Grindelwald znał bardzo dobrze czarną magię, wątpię by korzystał z eliksiru. Według mnie nie ma najmniejszego sensu wracać do tej postaci, bo i po co?
Właśnie to nie musiał być ten sok, chociaż jakie były inne kanoniczne sposoby podszywania się pod inną osobę i to w latach 20-tych :o...
Rowling na swojej stronie napisała, że Grindelwald użył transmutacji, żeby podszyć się pod Gravesa. Gdyby zażył eliksir wielosokowy, nie zadziałałoby zaklęcie Revelio ;)

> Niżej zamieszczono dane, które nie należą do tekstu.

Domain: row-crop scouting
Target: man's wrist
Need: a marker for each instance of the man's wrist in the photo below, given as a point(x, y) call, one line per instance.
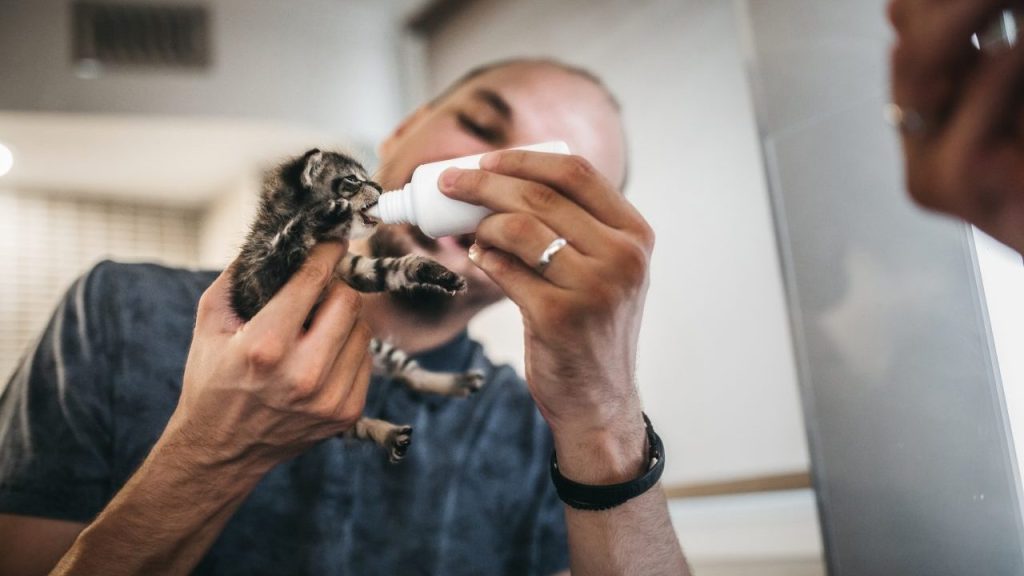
point(601, 452)
point(228, 474)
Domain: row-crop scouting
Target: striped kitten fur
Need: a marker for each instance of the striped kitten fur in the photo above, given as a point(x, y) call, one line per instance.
point(325, 196)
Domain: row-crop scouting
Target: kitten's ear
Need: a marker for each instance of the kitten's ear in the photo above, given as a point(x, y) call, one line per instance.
point(312, 161)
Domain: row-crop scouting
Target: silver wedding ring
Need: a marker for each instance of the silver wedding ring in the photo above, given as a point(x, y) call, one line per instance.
point(906, 120)
point(549, 252)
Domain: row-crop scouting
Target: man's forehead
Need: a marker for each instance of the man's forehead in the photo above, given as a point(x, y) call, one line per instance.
point(548, 103)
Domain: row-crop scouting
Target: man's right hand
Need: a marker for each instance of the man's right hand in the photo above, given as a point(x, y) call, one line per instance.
point(262, 392)
point(967, 157)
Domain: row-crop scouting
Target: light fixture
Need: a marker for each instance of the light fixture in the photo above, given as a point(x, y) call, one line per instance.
point(6, 159)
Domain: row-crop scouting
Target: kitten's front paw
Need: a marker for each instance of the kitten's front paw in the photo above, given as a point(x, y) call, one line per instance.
point(432, 276)
point(397, 443)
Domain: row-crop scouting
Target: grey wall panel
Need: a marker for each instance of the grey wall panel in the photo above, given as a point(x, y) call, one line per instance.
point(909, 445)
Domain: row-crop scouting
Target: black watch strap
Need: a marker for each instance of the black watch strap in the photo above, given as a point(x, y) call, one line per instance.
point(589, 497)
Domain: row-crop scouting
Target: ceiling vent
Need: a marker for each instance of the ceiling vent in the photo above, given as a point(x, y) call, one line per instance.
point(135, 35)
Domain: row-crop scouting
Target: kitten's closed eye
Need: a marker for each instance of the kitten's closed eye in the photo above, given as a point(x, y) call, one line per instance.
point(346, 186)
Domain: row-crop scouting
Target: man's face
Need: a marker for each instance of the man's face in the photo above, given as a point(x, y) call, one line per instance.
point(511, 106)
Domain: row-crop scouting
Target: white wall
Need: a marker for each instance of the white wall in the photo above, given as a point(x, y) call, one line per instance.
point(716, 362)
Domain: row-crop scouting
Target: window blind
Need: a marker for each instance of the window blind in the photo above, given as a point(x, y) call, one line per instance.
point(47, 241)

Bardzo żałuję, ale Colin nie rozważył chęci powrotu do roli. Naprawdę bardzo żałuję, bo postać niesamowicie mi się podobała, a co najgorsze - Rowling okłamała nas przy jego opisie. Scenarzystka opisuje Gravesa jako "apodyktycznego i surowego, aczkolwiek nie złego człowieka". Fajnie, tylko że prawdziwego Gravesa to my w filmie w ogóle nie widzimy, bo od samego początku podszywa się pod niego Grindelwald. Więc skąd ten durny opis postaci, której tak naprawdę nigdy nie poznajemy?
Z chęcią bym zobaczył Farella w takiej roli. Gościa cichego, nielubianego, ale skutecznego i stojącego po dobrej stronie. Taki trochę anty-bohater, Alastor Moody Fantastycznych Zwierząt. Ale cóż... Marzenia są dla rajerów.